Nathan Bihlmaier (right)
By Seth Koenig, BDN Staff

PORTLAND, Maine — Ri Ra Irish Pub officials said Friday that when Harvard Business School student Nathan Bihlmaier left their pub, his intoxication level was judged to be a 2 out of 10. It was his behavior, not drunkenness, that caused them to ask him to leave their Portland establishment late Saturday night.

Bihlmaier, 31, disappeared early Sunday morning and was found dead late Tuesday morning in Portland Harbor. The cause of death was determined to be accidental drowning.

He was in the Old Port with two Harvard classmates to celebrate their upcoming business school graduation when he was asked to leave Ri Ra because, police officials have said, he was “visibly intoxicated.”

In their first interview since the incident, Jay Luther, owner of the 12 Ri Ra Irish Pubs nationwide, and Northeast Group Business Manager James Thompson told the Bangor Daily News Friday Bihlmaier was asked to leave primarily because of bad behavior, not drunkenness.

They also said Scott St. Ours, the security manager at the Portland pub, offered to procure Bihlmaier a taxi from a nearby cab stand, but Bihlmaier declined because he was staying at the Hilton Garden Inn across the street.

“Scott stated to us and to officers, he offered him a cab multiple times,” Thompson said. “Scott observed his behavior. He felt like he wasn’t staggering, he was speaking clearly. He was doing the most he could without forcing something on Nathan. That’s above and beyond what Maine state law says. Scott indicated that on a scale of 1 to 10 [in terms of intoxication], he was a 2. His eyes were not glassed over, and he was walking straight.”

“He was not falling over drunk,” Luther confirmed.

However, the Ri Ra officials said, he was acting inappropriately. They declined to describe in detail what actions caused Bihlmaier to be asked to leave out of respect for his family.

“He was removed for observed behavior that goes beyond drunkenness,” Luther said. “His behavior was first brought to our attention by a customer.”

St. Ours witnessed Bihlmaier turning west on Commercial Street, Thompson said, after he was escorted from the premises around 11:30 p.m.

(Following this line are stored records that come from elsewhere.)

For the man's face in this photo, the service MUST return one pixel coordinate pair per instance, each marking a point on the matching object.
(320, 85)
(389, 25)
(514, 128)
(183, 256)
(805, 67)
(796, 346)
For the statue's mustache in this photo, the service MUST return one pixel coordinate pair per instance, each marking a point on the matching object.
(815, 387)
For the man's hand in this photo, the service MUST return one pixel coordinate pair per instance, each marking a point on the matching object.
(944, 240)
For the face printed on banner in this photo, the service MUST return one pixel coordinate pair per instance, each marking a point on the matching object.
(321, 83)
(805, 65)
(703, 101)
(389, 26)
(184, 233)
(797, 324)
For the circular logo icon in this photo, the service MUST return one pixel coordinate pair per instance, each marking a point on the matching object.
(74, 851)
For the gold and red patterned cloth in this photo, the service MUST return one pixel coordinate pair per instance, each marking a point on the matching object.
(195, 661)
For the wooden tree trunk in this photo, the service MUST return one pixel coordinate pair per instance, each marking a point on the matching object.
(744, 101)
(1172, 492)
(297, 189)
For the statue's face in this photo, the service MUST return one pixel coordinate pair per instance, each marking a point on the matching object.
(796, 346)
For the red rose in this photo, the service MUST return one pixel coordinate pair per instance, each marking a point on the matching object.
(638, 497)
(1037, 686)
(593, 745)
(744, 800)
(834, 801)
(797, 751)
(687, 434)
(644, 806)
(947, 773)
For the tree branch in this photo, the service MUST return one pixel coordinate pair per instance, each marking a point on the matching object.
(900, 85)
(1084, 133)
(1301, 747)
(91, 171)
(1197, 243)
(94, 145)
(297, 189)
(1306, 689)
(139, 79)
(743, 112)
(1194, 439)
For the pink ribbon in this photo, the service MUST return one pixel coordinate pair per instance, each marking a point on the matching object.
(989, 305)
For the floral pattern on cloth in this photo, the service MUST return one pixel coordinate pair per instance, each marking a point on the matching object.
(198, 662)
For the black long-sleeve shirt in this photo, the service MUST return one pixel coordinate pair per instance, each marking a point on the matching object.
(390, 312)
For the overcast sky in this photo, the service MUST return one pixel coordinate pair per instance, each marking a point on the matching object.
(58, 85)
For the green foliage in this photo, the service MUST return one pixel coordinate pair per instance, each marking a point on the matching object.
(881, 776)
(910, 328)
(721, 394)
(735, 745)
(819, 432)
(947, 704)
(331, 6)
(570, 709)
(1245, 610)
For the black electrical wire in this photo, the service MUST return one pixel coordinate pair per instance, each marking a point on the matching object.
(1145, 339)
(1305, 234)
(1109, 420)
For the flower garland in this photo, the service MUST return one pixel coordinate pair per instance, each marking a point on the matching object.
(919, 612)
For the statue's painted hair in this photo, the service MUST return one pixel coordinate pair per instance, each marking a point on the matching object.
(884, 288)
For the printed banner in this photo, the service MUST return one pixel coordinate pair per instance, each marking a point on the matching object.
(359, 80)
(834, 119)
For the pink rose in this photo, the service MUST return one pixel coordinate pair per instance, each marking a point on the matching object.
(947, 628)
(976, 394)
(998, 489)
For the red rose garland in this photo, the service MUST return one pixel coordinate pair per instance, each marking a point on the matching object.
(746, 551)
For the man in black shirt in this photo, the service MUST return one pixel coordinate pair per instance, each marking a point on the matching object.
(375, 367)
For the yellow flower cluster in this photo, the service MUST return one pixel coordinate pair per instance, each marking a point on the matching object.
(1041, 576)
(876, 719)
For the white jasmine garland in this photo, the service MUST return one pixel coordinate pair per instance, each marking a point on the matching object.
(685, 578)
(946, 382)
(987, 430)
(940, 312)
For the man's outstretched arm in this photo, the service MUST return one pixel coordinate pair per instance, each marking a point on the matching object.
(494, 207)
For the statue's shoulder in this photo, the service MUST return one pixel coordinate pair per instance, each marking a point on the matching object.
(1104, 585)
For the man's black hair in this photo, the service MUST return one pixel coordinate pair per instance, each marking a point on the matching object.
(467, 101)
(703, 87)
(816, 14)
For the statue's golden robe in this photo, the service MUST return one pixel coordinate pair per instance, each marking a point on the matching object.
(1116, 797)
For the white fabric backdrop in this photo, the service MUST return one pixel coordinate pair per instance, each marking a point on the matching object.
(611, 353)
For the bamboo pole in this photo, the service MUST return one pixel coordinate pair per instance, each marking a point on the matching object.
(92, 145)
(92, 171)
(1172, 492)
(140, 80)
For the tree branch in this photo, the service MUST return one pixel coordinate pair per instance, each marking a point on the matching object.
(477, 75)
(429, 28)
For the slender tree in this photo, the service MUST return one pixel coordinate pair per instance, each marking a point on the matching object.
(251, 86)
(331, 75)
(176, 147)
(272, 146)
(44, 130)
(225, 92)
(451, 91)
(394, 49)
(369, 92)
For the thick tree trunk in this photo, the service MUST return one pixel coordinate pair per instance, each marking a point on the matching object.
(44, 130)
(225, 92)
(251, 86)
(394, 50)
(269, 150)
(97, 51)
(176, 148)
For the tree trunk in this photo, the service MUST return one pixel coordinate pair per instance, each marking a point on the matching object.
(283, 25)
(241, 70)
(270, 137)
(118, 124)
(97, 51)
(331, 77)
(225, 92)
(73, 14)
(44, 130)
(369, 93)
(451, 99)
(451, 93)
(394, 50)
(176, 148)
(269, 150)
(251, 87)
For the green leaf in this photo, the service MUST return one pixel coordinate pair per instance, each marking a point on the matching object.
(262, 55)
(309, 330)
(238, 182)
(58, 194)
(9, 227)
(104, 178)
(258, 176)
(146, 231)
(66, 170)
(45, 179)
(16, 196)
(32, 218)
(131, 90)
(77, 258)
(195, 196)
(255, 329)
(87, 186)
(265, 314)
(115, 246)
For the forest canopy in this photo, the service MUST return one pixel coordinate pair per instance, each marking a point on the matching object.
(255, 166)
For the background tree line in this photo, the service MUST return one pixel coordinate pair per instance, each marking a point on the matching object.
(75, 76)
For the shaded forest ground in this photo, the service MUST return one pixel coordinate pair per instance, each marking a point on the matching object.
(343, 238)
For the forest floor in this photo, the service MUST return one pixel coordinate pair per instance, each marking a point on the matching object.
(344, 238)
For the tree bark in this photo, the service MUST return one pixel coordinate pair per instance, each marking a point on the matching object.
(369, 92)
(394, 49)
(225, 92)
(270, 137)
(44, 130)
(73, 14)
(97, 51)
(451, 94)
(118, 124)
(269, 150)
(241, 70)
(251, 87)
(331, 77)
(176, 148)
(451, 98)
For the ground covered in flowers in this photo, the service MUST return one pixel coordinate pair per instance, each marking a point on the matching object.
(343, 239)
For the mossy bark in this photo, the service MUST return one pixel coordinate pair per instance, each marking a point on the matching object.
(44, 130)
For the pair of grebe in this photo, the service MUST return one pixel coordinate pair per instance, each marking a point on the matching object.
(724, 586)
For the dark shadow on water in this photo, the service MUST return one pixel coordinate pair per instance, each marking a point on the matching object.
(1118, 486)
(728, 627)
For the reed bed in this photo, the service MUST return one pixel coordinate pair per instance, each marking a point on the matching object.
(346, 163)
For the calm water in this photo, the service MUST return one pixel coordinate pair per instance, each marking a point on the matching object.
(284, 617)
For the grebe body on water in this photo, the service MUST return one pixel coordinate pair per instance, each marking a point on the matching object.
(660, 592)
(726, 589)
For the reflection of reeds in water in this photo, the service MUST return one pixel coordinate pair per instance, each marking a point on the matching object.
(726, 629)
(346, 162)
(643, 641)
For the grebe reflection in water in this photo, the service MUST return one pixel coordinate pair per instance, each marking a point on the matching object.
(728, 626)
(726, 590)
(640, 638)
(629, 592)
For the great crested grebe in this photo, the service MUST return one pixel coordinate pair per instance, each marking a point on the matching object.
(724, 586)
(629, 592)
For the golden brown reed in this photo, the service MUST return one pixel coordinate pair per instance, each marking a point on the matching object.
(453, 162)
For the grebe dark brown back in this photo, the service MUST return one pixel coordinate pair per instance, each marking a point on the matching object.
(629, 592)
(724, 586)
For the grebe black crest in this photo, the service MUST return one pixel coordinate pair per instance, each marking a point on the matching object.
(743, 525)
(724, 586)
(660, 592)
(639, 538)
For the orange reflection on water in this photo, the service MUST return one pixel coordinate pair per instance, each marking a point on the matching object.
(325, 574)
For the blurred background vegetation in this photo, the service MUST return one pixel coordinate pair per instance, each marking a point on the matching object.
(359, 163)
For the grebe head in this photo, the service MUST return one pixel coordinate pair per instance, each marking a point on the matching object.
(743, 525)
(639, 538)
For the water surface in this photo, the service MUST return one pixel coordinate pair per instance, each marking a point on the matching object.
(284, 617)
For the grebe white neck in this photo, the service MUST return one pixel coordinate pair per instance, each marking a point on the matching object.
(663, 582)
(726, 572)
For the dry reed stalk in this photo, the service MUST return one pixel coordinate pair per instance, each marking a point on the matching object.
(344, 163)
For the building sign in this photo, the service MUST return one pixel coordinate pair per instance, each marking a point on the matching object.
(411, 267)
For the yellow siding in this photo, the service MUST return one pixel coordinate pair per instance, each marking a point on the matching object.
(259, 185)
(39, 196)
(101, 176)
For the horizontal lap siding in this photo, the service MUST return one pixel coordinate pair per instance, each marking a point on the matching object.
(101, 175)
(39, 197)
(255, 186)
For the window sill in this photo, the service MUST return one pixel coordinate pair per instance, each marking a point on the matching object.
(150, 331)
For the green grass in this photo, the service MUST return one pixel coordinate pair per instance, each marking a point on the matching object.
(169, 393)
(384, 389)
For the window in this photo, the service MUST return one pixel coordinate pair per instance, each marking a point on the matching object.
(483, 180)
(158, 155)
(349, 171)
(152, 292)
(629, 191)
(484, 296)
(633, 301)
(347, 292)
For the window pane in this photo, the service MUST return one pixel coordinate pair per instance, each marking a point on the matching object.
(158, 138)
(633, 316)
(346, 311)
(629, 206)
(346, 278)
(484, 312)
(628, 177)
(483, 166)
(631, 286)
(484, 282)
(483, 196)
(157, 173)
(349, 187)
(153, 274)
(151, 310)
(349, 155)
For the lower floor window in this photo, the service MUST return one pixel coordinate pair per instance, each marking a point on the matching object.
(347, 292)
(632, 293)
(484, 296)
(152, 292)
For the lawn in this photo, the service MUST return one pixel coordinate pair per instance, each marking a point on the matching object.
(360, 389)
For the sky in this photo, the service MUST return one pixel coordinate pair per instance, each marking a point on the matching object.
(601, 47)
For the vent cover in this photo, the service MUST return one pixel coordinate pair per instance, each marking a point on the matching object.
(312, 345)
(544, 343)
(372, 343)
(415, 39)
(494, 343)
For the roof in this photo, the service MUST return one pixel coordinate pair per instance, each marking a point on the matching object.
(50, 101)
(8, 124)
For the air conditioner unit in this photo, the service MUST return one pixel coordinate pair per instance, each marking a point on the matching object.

Police have reported that Bihlmaier later spoke to his friends by cellphone at 12:15 a.m. near a building he didn’t recognize but described to friends — investigators later came to believe it was the U.S. Custom House on Commercial Street — and his cellphone stopped transmitting at 12:54 a.m. It remains unclear whether his cellphone stopped transmitting because its battery was drained or because it was underwater.

Bihlmaier’s friends reported him missing the following morning after being unable to rendezvous with him, and his body was found around 11:45 a.m. Tuesday by divers near the Custom House Wharf after nearly two days of searching.

Portland Police Chief Michael Sauschuck told reporters this week his department is attempting to piece together Bihlmaier’s final hours and determine how he ended up in the water by watching streetside security video footage from establishments along Commercial Street.

Early on in the investigation, police reported finding an article of clothing in Portland Harbor near the Maine State Pier, two wharves east of the Custom House Wharf.

“It’s a terrible situation,” Luther said. “It’s a tragedy. I really feel for his family and his wife. It’s been a long week for a lot of us. We’re cooperating with the police and hopefully they can find out what happened and find closure here.”